The study makes the mistake of equating number of good things the media has said about Person A over number of good things media has said about Person B to mean the media prefers Person A over Person B.
Or do segments on Thailand’s corrupt government make the media anti-Thailand?
I agree. I think breaking things down in terms of “the media favors THIS CANDIDATE!” (almost always a Democrat, as these charges go) misses the point. I’ve never seen a measurement of that kind of bias that looked reliable, either.
Forget about moral judgement. If one candidate is giving speeches in front of 50,000 cheering voters, and the other is addressing an empty chair convention in a church basement, how can you give them both equally favorable coverage? One campaign is swirling the bowl, the other is seemingly charging to victory, simply reporting the facts will give one more negative coverage than the other.
McCain even went to war against the media because they ganged up on his running mate with “gotcha” questions like “What newspapers do you read?” :rolleyes:
Frankly, McCain got a lot more out of the media than he deserved to get, namely a free way to publicize his increasingly ridiculous attacks on Obama’s character, while never having to face those attacks himself.
How much moral judgment does it take to report that Candidate X was then handcuffed and taken to jail. He’s charged with attempted murder, assault with a deadly weapon, and is expected to be arraigned tommorrow in the Y County Criminal Court. If convicted, he faces a maximum sentence of ________ years in prison.

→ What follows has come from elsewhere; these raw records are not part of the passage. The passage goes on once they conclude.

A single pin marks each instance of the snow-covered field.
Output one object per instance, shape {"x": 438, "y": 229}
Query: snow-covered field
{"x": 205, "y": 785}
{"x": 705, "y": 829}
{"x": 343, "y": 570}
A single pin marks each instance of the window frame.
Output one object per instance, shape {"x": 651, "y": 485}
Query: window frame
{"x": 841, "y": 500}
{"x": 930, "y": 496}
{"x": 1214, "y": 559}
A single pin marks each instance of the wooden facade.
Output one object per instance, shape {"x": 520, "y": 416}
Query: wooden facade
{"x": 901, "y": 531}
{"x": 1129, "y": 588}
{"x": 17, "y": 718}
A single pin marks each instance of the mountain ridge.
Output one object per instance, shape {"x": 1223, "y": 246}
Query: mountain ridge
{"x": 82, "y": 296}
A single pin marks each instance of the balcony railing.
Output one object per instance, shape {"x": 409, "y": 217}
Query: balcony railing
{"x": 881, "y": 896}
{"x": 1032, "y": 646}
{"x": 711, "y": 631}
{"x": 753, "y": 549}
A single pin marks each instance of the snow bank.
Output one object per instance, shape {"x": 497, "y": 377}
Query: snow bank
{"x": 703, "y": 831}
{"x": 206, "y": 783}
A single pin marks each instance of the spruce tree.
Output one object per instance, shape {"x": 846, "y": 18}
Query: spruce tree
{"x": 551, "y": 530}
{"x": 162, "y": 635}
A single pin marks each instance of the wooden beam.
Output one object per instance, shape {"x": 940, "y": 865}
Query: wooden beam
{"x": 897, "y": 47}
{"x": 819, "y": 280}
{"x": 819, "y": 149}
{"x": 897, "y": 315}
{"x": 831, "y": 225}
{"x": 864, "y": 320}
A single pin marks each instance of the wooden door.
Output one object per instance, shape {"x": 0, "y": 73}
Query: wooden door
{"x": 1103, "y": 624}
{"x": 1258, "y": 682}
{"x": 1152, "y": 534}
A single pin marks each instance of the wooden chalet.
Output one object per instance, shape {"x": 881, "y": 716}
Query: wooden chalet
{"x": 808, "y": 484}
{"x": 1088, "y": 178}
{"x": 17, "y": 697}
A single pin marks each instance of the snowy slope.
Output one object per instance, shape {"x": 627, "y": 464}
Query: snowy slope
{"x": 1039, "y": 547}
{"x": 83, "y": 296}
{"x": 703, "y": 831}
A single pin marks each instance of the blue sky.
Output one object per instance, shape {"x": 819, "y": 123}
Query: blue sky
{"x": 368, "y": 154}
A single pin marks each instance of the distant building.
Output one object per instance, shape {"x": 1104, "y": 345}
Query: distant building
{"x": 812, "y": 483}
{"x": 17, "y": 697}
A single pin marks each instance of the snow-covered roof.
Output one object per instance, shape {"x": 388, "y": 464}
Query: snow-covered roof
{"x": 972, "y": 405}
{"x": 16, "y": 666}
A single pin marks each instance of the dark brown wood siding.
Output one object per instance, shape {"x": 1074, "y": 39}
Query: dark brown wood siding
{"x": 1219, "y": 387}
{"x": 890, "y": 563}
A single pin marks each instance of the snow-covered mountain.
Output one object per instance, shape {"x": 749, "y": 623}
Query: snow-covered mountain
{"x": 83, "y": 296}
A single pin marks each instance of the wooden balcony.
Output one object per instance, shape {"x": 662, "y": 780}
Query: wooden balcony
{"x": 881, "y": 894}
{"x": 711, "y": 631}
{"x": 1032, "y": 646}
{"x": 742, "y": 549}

No need to add “And he’s a poopie head”. Save that for the editorial page.
Let me know when you find any media that actually conforms to that standard besides possibly the AP news bulletins.

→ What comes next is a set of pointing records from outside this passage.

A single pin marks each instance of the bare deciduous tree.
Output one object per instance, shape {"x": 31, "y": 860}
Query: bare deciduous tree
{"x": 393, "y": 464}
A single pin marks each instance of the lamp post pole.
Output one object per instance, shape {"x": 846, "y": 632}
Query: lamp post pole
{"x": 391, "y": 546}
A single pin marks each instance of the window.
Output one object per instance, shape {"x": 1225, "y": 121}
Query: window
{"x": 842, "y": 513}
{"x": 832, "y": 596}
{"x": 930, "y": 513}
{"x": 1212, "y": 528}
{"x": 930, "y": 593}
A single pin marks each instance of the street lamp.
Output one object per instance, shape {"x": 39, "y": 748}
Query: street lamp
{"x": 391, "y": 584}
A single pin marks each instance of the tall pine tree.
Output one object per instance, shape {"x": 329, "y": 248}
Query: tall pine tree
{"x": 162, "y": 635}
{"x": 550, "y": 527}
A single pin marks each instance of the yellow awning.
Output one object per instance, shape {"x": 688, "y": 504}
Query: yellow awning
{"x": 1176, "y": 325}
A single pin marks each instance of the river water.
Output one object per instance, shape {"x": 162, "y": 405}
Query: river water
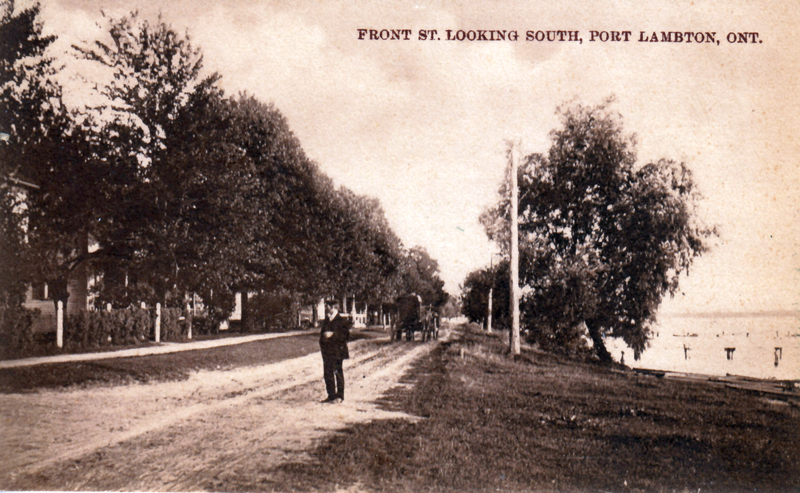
{"x": 760, "y": 345}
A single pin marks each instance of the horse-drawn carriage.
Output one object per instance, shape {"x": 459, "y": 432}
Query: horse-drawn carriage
{"x": 412, "y": 317}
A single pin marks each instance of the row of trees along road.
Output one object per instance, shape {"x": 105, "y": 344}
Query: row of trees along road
{"x": 180, "y": 188}
{"x": 602, "y": 238}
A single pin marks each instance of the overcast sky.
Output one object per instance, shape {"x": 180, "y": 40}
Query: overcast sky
{"x": 422, "y": 124}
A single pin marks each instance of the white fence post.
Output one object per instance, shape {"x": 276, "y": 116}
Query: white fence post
{"x": 158, "y": 322}
{"x": 189, "y": 321}
{"x": 60, "y": 324}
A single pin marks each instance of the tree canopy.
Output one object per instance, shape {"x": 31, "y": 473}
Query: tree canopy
{"x": 602, "y": 238}
{"x": 179, "y": 188}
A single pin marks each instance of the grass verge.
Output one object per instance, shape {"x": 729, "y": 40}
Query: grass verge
{"x": 157, "y": 368}
{"x": 544, "y": 423}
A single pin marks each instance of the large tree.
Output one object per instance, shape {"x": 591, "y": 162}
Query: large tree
{"x": 603, "y": 239}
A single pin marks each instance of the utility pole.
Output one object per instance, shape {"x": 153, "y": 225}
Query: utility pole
{"x": 491, "y": 291}
{"x": 513, "y": 340}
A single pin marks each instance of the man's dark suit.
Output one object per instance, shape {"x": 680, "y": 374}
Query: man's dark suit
{"x": 334, "y": 351}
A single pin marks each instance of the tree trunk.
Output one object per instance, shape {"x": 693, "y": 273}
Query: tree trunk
{"x": 597, "y": 342}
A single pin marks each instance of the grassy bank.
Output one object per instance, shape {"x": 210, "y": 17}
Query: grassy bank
{"x": 545, "y": 423}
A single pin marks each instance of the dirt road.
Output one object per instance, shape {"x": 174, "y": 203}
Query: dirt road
{"x": 218, "y": 430}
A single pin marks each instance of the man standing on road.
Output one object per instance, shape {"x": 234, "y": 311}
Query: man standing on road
{"x": 333, "y": 344}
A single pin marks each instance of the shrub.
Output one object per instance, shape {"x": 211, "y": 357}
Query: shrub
{"x": 16, "y": 328}
{"x": 172, "y": 327}
{"x": 99, "y": 328}
{"x": 204, "y": 325}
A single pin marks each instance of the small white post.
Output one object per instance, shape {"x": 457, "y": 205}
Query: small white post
{"x": 188, "y": 321}
{"x": 158, "y": 322}
{"x": 60, "y": 324}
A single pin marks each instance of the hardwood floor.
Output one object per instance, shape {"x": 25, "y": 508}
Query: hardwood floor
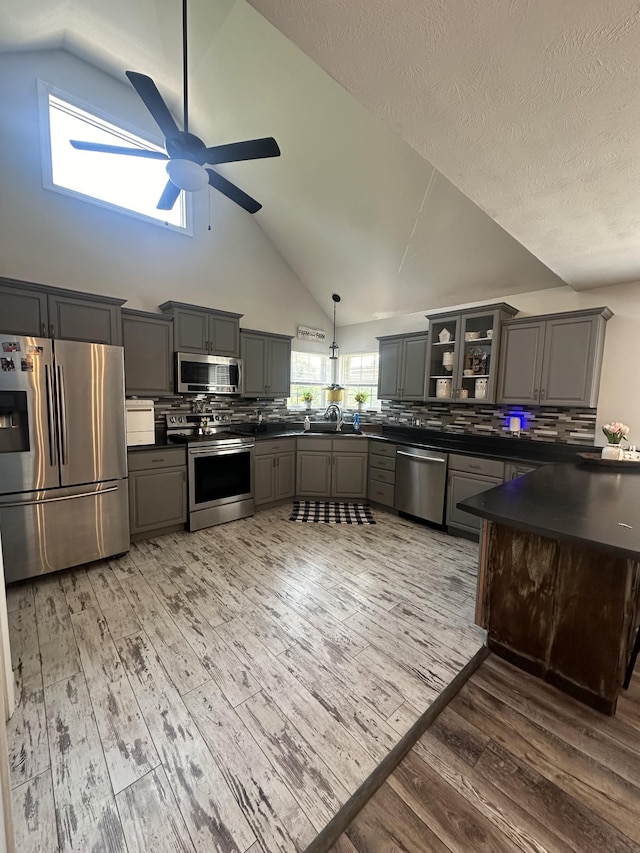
{"x": 511, "y": 764}
{"x": 229, "y": 689}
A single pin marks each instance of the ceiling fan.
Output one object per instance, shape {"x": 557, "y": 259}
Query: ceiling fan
{"x": 186, "y": 154}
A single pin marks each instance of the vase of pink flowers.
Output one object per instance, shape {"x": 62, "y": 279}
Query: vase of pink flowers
{"x": 615, "y": 433}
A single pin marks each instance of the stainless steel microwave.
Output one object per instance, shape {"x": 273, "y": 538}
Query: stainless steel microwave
{"x": 207, "y": 374}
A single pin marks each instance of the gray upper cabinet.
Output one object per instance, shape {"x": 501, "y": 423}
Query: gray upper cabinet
{"x": 84, "y": 320}
{"x": 463, "y": 354}
{"x": 203, "y": 330}
{"x": 49, "y": 312}
{"x": 402, "y": 367}
{"x": 23, "y": 311}
{"x": 148, "y": 354}
{"x": 554, "y": 360}
{"x": 266, "y": 364}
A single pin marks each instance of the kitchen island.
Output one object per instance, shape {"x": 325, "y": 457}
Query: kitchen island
{"x": 559, "y": 579}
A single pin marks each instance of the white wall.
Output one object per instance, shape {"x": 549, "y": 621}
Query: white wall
{"x": 619, "y": 398}
{"x": 53, "y": 239}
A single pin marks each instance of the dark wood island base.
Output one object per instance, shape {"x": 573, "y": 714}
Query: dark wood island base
{"x": 559, "y": 579}
{"x": 559, "y": 610}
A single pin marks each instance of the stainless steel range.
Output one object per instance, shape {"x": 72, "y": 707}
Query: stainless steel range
{"x": 219, "y": 468}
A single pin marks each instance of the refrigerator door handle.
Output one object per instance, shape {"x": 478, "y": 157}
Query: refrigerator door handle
{"x": 63, "y": 498}
{"x": 48, "y": 378}
{"x": 62, "y": 411}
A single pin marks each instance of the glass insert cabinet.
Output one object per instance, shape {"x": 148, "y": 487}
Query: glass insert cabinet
{"x": 462, "y": 360}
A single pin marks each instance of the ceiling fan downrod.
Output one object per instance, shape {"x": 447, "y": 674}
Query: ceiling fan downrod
{"x": 185, "y": 74}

Reporting on an election for one of the most powerful jobs in the world should be objective, but that doesn’t entail reserving all judgment. And it also does not mean not reporting critically on morally questionable strategies, if they really seem to be strategies, for instance.

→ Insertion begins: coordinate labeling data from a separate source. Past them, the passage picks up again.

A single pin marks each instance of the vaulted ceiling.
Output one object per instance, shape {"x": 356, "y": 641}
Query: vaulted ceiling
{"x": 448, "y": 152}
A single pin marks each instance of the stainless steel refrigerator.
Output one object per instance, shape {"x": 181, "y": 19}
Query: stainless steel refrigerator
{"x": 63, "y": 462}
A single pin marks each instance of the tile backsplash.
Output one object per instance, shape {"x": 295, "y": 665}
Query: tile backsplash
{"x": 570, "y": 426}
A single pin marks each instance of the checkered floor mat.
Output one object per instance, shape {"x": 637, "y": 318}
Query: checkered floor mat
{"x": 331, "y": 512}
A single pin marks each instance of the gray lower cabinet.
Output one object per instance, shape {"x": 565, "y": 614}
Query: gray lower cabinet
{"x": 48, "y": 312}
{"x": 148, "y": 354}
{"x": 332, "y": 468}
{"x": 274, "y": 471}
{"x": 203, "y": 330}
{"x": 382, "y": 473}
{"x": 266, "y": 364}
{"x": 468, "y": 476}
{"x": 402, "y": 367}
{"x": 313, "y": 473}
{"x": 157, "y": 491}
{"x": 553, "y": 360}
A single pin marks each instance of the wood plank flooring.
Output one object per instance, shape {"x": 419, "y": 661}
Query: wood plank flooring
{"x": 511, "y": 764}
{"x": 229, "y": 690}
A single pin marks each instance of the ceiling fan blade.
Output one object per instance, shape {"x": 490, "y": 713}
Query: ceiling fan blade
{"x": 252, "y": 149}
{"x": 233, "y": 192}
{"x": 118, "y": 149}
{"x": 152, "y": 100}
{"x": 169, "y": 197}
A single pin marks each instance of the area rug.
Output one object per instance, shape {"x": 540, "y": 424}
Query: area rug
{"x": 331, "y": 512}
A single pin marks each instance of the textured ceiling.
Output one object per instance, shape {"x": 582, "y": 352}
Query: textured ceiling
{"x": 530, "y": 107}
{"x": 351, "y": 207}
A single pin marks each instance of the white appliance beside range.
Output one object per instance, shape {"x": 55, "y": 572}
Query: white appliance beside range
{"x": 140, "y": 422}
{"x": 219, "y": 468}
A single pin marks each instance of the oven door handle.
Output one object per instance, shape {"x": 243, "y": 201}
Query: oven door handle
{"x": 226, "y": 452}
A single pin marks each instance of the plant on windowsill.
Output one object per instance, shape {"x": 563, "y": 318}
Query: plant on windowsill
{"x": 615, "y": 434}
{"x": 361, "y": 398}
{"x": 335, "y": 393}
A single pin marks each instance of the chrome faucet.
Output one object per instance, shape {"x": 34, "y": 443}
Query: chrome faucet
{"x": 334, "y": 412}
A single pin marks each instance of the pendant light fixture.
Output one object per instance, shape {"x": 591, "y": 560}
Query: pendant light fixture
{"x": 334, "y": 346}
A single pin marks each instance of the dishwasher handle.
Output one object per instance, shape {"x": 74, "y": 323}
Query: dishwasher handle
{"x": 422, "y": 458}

I think there is such a thing as neutral reporting on candidate activities. For example, a source could report every rally held by any candidate, and say where and when and add a transcript of their remarks.
There is certainly a kind of inaccurate reporting that favors one candidate over another. I think Keith Olbermann is much liklier to report an embarrassing story about McCain than about Obama (I get this impression from having watched him often because I enjoy him).
Troy McClure, I disagree with your implication that “better” is generally hard to define for a cadidate. Certainly in some cases it’s hard, because ending the war quickly seems like a good thing to some of us and a bad thing to others of us. But candidates may be caught lying, or selling their influence, or confusing important objective facts, or contradicting themselves, or failing to deliver on past promises. Doing these is always “worse” than not doing them.
I ask the OP with an answer already in view. I think that news agents can mislead the electorate by systematically favoring one candidate over another, and that this is harmful, and that some examples of doing this are objectively testable and some are not. It would be nice if this kind of misleading would be deplored and reduced. And, a news agent can show more pleasing stories about one candidate and less pleasing ones about another because the candidates deserve these. Some of the ways of doing this are testable and some aren’t. Finally, these effects ought to have names, and I think the name “bias” is a good name for the first one, the “misleading” one, and not a good name for the second one, the “pleasing” one. This is consistent with my understanding of “bias” in scientific discussion. But studies I see about “media bias” seem to apply the term “bias” to both of these; thus the posting.